Die Bucht der Balustraden

Die Bucht der Ballustraden 1Es gibt auch das Umgekehrte: ein Motiv, das der Künstler immer schon mal fotografieren wollte, hat plötzlich eine Funktion bekommen und kann deshalb in ein Bild umgesetzt werden. Die Steilkünste zwischen Cerbère und Portbou soll die Bucht der Balustraden werden.
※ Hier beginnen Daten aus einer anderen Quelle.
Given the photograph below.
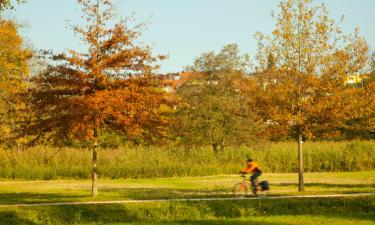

Hier, wo die Pyrenäen ins Mittelmeer stürzen, verschieden steil aufgrichtete Schieferwände schräg und zersplitternd in blaugrünes Wasser fallen, Fluchtweg so vieler Emmigranten, die an dieser Stelle zu Fuß oder per Eisenbahn den Übertritt aus dem unsicheren Frankreich ins nicht sehr viel sicherere Spanien versuchten und Endpunkt für einen von ihnen, Walter Benjamin, der sich in Portbou das Leben nahm, hier sitzt jetzt der Fotograf, misst Lichtstärken und versucht, den gleichen Helligkeiten und damit gleichen Grauwerten der Licht reflektierenden Schieferwände einerseits und des strahlend blauen Himmels andererseits durch einen Orangefilter abzuhelfen, der die Kontraste verstärken soll. Still ist diese Bucht der Balustraden, nicht tosend laut wie die Ransmayrs, in der Echo die Worte vom Mund gerissen werden, nur ein leichter Wind geht. Aber selbst der kann das Bild gefährden, denn die ausgezogene Zieharmonika des Kamerakanals ist anfällig für jeden Windstoß. Der Fotgraf wartet daher auf ein Windloch. Ob es lang genug war, wird er wiederum erst im Rotlicht der Dunkelkammer sehen.